The stirring stories of two courageous children from Pakistan arise from the colorful pages of Jeanette Winter’s latest picture-book biography. Malala a Brave Girl from Pakistan Iqbal a Brave Boy from Pakistan by Jeanette Winter
Known for her award-winning children’s books featuring activists working for peace and justice, Winter (Nasreen’s Secret School, 2009), turns her clear eye to the valiant efforts of two who spoke out against a society that deprived young people of their right to an education (Malala Yousafzai) or the right to protection from exploitation (Iqbal Masih). Since the children faced violent consequences – Malala was shot, while Iqbal was murdered – the author/illustrator took an unusual risk with this book intended for a young audience.
As with her other works, Winter offers spare text, simple illustrations, and a hopeful tone. For Malala, a Brave Girl from Pakistan/Iqbal, a Brave Boy from Pakistan, she adds a pleasingly creative format: The reader can choose one story and then flip the book over to read the other.

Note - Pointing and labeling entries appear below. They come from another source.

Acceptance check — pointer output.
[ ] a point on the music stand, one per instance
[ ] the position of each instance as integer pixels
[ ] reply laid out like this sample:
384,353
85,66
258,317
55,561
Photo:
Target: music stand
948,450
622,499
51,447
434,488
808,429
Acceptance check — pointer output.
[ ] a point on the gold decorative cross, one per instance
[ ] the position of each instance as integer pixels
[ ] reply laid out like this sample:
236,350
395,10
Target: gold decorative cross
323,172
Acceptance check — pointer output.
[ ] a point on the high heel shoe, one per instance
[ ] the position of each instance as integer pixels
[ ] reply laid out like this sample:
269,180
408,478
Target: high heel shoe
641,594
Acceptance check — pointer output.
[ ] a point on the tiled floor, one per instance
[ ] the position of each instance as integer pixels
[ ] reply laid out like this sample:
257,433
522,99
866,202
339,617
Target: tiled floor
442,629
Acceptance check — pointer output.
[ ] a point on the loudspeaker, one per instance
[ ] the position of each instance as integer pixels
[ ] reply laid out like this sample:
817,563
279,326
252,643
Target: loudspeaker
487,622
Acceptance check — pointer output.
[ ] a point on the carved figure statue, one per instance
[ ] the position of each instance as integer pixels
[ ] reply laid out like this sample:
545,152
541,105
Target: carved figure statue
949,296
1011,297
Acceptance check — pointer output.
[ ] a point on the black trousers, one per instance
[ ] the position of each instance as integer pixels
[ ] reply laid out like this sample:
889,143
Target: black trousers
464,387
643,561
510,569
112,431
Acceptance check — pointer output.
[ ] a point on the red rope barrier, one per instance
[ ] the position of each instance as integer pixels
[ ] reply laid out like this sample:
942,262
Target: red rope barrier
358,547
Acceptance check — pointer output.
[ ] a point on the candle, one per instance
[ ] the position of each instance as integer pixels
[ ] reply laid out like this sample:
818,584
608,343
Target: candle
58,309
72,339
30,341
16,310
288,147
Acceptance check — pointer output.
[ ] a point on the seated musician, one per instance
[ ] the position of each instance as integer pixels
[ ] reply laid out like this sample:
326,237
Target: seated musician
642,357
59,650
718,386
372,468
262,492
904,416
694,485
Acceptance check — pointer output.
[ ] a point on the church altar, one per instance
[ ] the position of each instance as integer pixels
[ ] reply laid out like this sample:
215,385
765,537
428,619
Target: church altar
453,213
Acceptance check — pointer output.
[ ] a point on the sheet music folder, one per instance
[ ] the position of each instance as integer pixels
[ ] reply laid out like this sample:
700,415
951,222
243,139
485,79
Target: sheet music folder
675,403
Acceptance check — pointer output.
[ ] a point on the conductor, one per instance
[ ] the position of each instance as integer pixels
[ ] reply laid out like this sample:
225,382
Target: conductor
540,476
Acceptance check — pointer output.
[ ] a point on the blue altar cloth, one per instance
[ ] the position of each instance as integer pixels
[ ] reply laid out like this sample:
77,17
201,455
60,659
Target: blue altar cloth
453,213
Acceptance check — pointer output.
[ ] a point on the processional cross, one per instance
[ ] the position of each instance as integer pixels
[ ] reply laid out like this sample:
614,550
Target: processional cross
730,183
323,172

She introduces each child with a one-page note providing the essential context for his or her story, and follows that with the same quote from Rabindranath Tagore, the Bengali writer and educator who won the Nobel Prize for Literature in 1913: “Let us not pray to be sheltered from dangers, but to be fearless when facing them.”
Malala’s account will be more familiar to readers. Despite the Taliban’s efforts to prevent girls from attending school, Malala and her classmates rebel and keep going. To reduce their risks, the girls begin to travel to and from school in a van, but even then they are not safe. One day, a Taliban fighter stops the van and asks, “Who is Malala? Speak up, otherwise I will shoot you all.” In the author’s note, we learn the bullet went through Malala’s head and neck to her shoulder.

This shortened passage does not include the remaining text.